Now, I’m not a psychologist, nor have I ever had any training in this area, but I do know what is acceptable behaviour and what isn’t, and the difference between right and wrong. But for some clients, nothing else exists except reaching that financial goal regardless of the cost and for many, they won’t get there because a client also needs to be a great leader. According to Jeff Black, communications expert and founder of the Black Sheep development company, there are 6 traits that most influential leaders have.

A client should never make you feel worthless, not in control, powerless, a subordinate, always have you second-guessing yourself. If you feel any of this with any of your clients, then they are a bad client. In this situation, I’ve fired clients because I know their opinion of me and my abilities are not mine nor of the many happy clients I have. They were bullies, and it just came down to me not accepting to be bullied.

Common traits of a bad client

  • The narcissist – loves a selfie and continuously on social media, as they enjoy the pat on the back that builds their self-esteem. It’s all about them, and there is no empathy for anyone, they are manipulative and demanding.
  • The micromanager – they are continually checking in with you because they don’t have the faith you will do the job as good as they can. The micromanager has to be in control and know what you’re doing all the time, so heaps of emails, calls, messages, meetings. They push all the right buttons to make you think you’re inadequate.
  • They know it all – no matter how good your idea/ thought/strategy is, it’s never good enough. This type of client will ask your opinion but never implement it.
  • Some clients won’t invest in themselves – they don’t want to spend any money putting in place things as important as a website; they don’t need one; they have LinkedIn, and they wonder why they don’t have people beating down their door.
  • Other clients won’t invest in you – They look for a bargain basement price, or freebies, often disguised as “send me a sample” of… but they have something specific they want the sample of.
  • The negotiator – always wanting to know but why, can you do it like this, why does it take so long, what if we do it this way.
  • The pretender – they think they are already at the top of their game, but they already possess all these other bullet points, so we know already, don’t we?
  • The prove it – you have to justify how long you spent doing a task or why it was done a particular way.

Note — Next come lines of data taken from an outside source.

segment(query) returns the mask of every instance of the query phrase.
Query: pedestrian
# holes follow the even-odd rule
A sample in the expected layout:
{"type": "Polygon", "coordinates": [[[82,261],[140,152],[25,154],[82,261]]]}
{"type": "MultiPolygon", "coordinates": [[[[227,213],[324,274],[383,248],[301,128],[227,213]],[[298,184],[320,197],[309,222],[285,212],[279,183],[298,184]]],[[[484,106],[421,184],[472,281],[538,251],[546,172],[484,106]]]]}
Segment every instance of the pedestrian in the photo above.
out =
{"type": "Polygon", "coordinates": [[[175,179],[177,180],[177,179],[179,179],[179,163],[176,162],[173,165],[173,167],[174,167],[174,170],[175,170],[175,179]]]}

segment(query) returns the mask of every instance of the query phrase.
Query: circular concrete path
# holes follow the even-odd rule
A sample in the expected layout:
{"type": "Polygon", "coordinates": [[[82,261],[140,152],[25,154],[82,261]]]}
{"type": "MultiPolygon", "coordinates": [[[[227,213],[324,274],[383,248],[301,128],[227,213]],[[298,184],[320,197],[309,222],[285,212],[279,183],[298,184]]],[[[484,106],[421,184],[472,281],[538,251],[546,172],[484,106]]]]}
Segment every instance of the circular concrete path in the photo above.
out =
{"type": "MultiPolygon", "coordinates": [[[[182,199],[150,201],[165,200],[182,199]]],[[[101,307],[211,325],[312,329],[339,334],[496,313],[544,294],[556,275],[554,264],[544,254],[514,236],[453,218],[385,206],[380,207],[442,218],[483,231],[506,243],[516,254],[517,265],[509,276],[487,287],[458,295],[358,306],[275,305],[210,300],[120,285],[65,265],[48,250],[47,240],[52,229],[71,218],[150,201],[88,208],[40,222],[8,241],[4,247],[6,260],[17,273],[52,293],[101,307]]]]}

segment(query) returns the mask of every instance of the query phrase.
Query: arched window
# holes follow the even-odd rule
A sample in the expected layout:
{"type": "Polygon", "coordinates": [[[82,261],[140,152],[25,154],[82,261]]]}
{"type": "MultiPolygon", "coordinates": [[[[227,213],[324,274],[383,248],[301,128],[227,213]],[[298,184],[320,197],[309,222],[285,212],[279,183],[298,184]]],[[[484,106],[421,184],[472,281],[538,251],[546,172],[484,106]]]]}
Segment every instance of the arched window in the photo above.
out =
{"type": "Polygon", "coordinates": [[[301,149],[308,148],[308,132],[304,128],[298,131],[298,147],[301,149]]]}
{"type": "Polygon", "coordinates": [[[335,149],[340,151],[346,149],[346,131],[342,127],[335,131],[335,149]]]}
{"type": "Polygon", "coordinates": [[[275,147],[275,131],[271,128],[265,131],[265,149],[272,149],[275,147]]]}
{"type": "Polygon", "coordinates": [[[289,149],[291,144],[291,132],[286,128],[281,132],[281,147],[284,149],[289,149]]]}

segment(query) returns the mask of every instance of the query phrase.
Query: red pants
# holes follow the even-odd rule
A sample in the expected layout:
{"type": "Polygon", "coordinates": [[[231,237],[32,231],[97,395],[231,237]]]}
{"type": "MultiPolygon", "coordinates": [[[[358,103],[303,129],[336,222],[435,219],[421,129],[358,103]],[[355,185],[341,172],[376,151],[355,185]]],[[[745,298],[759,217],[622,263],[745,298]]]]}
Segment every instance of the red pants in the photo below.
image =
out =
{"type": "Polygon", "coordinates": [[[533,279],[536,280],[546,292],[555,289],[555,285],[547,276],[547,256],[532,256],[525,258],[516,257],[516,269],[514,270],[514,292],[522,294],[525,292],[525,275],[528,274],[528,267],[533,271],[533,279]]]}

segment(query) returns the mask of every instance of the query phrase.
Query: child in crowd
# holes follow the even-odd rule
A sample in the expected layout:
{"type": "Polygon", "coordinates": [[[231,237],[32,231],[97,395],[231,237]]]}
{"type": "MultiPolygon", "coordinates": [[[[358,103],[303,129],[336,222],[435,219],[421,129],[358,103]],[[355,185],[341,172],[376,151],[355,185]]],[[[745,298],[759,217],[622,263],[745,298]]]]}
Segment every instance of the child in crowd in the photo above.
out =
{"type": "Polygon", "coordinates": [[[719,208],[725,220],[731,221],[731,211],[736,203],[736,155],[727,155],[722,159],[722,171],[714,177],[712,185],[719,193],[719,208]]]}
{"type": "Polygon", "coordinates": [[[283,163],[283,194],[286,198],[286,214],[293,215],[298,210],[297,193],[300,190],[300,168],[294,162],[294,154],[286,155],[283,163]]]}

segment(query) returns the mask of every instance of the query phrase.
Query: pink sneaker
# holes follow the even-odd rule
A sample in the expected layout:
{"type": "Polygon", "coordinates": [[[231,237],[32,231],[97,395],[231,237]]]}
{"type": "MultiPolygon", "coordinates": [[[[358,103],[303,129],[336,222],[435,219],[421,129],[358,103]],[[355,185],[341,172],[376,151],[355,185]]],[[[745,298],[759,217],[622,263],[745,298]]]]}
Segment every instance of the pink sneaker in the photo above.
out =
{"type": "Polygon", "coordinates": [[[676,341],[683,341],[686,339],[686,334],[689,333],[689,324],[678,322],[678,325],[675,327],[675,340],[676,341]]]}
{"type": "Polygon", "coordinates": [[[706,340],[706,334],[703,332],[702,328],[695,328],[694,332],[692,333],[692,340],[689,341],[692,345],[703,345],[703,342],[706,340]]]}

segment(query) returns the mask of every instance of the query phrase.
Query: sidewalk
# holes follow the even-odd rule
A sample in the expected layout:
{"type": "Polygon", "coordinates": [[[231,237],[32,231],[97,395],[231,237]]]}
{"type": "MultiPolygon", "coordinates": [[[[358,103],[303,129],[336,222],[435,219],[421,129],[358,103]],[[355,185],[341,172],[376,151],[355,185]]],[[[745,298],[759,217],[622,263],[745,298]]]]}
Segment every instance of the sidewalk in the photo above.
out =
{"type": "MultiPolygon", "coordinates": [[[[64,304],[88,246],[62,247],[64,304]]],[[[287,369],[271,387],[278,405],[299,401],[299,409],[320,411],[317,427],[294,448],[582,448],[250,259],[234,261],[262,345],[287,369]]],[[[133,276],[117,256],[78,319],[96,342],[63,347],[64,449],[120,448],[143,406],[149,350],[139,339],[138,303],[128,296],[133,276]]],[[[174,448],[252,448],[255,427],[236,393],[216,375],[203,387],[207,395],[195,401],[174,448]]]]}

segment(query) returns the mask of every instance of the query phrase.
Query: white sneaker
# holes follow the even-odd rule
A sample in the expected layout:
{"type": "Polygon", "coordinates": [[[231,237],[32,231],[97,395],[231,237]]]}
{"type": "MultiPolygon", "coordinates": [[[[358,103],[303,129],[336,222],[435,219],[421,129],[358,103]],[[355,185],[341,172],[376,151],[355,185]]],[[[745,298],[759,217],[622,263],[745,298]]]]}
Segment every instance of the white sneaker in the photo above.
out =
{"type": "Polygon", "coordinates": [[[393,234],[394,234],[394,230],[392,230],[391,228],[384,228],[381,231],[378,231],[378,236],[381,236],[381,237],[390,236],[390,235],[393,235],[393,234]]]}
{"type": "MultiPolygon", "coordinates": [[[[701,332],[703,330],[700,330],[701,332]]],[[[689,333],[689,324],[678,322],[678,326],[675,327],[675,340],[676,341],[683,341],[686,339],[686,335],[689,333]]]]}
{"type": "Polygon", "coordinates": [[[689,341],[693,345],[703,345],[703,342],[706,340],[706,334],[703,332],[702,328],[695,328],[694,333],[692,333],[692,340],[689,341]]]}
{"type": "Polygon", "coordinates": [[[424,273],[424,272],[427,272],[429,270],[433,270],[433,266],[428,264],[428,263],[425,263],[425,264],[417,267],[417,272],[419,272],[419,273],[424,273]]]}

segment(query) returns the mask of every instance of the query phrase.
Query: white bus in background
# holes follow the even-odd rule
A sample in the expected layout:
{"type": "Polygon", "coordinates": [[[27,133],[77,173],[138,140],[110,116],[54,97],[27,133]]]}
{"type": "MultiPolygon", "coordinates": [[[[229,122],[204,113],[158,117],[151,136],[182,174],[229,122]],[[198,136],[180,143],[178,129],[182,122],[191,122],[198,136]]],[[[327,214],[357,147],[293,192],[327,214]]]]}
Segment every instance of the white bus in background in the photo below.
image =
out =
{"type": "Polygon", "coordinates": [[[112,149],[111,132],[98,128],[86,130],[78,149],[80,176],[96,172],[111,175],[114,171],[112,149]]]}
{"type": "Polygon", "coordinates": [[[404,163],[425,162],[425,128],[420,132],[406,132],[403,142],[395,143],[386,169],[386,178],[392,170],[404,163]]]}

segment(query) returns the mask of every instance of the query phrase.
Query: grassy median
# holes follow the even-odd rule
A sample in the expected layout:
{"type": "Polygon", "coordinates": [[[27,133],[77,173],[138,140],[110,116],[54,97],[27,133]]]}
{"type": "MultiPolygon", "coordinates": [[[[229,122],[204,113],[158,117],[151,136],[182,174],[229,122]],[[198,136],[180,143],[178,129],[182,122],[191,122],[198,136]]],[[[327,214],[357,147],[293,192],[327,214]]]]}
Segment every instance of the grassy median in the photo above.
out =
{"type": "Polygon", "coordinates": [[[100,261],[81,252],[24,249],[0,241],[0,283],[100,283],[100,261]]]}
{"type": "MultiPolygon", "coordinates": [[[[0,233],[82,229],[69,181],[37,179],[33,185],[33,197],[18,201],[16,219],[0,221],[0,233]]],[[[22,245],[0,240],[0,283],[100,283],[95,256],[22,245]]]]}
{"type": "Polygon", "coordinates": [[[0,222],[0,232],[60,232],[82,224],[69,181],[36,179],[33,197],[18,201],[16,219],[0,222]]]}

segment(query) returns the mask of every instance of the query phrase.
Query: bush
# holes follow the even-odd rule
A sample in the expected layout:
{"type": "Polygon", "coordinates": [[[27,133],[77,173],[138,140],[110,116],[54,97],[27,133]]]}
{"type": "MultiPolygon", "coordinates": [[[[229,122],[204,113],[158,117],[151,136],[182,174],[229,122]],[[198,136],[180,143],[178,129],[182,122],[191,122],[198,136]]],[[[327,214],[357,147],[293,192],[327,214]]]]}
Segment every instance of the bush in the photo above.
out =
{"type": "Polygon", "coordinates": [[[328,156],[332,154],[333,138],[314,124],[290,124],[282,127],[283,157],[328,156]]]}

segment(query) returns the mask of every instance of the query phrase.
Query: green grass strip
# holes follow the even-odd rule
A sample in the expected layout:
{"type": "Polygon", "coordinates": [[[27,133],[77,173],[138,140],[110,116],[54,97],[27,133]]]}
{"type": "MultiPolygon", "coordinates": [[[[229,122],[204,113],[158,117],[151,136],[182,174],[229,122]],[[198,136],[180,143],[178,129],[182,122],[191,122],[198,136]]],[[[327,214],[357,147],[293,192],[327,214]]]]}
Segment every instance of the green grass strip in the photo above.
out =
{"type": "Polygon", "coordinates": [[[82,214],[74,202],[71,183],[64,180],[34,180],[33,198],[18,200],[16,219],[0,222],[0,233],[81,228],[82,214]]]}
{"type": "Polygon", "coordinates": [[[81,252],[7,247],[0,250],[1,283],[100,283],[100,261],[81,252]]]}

Believe it or not, you can manage these client types if you have a cast-iron constitution. Seriously, I think a lot of it comes down to knowing how to handle the different personality traits, and once you know how to do that, half the battle is won.

Bad clients, you need to fire

  • The micromanager – there is only one boss in my business, and that is me
  • They know it all – if they can do my job better than me then knock your socks off
  • The negotiator – it’s tiring work, and I won’t do its
  • They won’t invest in you – they already think you’re not worth it
  • They won’t invest in themselves – they are penny pinchers and will ultimately get nowhere

These types of bad clients will drain you of time and resources and have you second guessing everything you do. I got rid of mine, regardless of what they paid, the stress wasn’t worth it.

The bad clients you can work with

This next group, while painful, are still workable, and you can guide them towards being great clients. It takes time, but it can be done with a little bit of work.

The prove it – I’m happy to work by the hour (when needed), project or retainer and submit a timesheet to relevant clients each month. It’s crucial to any business owner to know where their money is going. After all, you want to see what you’re spending your money on, wouldn’t you?

The pretender – It’s not against the law to pretend you’re better than you are. It’s somewhat typical actually for a lot of people. Although I don’t see the benefit. Generally, a pretender also has narcissistic tendencies which aren’t a crime either, just annoying to those of us who have to deal with them.

The narcissist –  They want the work you do to make them look good, and if they get comments back saying XX was great, then that’s all they need for you to make them look good and grateful. It’s not hard, you just need to be the very best you can be, and that’s all there is to it.

So why do I have the Prove it, The Pretender and The Narcissist in the bad client category? Because they can be challenging to manage consistently on an ongoing basis, but they pay well and on time. They spend money on their images, so they spend money on what you do. They want the best, and that is you.